Samuel Pepys straightened up, blinked once, and parted his lips as if to follow up on the Conversational Opportunity Daniel had just handed him. The hand trembled and crept toward the Pocket where the Stone had lurked these thirty years. But some gentlemanly instinct averted him; he’d not crash the conversation onto that particular Hazard just yet. “I’d have thought you would be in Massachusetts by now, from the things the Fellows were saying.”

“I should have begun making my preparations immediately following the Revolution,” Daniel admitted, “but I delayed until after Jeffreys had his enounter with Mr. Jack Ketch at the Tower-by then, ’twas April, and I discovered that in order to leave London I should have to liquidate my life-which has proved much more of a bother than I had expected. Really, ’Tis much more expedient simply to drop dead and let one’s mourners see to all of these tedious dispositions.” Daniel waved a hand over his book-stacks, which were dwindling rapidly as Pepys’s corps of librarian-mercenaries carried them towards their master and piled them at his feet. Pepys glanced at the cover of each and then flicked his eyes this way or that to indicate whether they should be returned, or taken away; the latter went to a hard-bitten old computer who had set himself up with a lap-desk, quill, and inkwell, and was scratching out a bill of particulars.
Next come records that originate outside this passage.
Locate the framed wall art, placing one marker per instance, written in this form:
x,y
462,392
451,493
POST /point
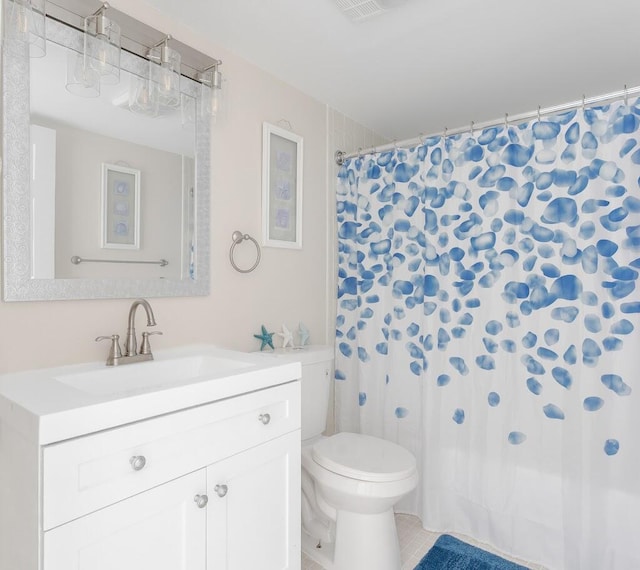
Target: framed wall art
x,y
120,207
281,188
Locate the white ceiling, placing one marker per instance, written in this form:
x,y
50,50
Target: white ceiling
x,y
429,64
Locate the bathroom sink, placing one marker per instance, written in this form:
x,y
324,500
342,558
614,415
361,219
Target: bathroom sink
x,y
154,375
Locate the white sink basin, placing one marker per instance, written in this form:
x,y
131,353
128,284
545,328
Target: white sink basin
x,y
150,376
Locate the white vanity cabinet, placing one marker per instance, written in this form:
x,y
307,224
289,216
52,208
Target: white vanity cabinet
x,y
213,486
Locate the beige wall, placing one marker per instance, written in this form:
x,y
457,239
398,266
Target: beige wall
x,y
289,286
348,136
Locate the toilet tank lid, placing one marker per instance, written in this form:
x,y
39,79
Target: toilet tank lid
x,y
308,354
364,457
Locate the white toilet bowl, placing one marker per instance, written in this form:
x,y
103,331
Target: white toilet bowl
x,y
357,480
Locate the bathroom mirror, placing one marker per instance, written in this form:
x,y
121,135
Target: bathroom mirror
x,y
99,201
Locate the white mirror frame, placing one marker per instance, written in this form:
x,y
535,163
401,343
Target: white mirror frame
x,y
17,262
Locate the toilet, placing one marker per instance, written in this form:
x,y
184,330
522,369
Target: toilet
x,y
350,481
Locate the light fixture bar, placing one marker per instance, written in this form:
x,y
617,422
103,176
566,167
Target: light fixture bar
x,y
136,37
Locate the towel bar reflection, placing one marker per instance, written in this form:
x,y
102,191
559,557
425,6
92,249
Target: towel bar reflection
x,y
77,260
239,237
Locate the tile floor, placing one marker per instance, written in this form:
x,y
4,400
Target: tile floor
x,y
415,542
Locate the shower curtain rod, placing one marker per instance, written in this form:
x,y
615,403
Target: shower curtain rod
x,y
340,156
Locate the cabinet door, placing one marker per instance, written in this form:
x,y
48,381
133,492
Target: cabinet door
x,y
160,529
253,517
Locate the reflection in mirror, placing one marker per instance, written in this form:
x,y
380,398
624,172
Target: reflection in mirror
x,y
100,200
103,171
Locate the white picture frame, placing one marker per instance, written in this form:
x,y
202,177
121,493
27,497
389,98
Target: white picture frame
x,y
120,207
281,188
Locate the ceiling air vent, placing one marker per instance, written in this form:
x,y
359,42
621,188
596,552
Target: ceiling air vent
x,y
358,10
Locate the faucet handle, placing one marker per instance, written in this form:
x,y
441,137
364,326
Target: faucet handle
x,y
114,351
145,347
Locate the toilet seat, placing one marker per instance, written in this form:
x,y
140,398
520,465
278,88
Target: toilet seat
x,y
364,458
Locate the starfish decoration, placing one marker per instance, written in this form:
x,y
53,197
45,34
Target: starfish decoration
x,y
303,333
266,338
287,337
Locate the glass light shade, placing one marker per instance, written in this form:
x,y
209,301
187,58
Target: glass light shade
x,y
211,92
188,110
82,78
164,72
25,22
102,46
143,98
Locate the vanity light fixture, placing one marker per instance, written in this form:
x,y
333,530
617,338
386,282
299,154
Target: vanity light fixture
x,y
211,90
99,61
164,74
158,92
82,78
102,45
25,22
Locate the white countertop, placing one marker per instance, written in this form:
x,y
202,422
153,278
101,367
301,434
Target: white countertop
x,y
45,407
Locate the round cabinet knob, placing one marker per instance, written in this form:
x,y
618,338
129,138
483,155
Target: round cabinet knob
x,y
138,462
264,418
201,501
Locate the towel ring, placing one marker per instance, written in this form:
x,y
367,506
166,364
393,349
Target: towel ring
x,y
239,237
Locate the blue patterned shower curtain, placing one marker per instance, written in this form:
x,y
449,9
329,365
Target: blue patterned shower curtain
x,y
488,321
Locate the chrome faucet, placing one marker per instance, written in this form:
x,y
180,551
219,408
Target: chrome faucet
x,y
131,346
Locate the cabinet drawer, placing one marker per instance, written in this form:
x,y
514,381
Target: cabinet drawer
x,y
87,473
Daniel’s remark on the convenience of dropping dead laid a second grievous temptation in the way of Mr. Pepys, who had to clench his fist to keep it from stabbing into the pocket. Fortunately he was distracted by an assistant who held before him a large book of engravings of diverse fishes. Pepys frowned at it for a moment. Then he recognized and rejected in the same instant, with revulsion. The R.S. had printed too many copies of it several years ago. Ever since, Fellows had been fobbing copies off on each other, trying to use them as legal tender for payment of old debts, employing them as doorstops, table-levelers, flower-presses, et cetera.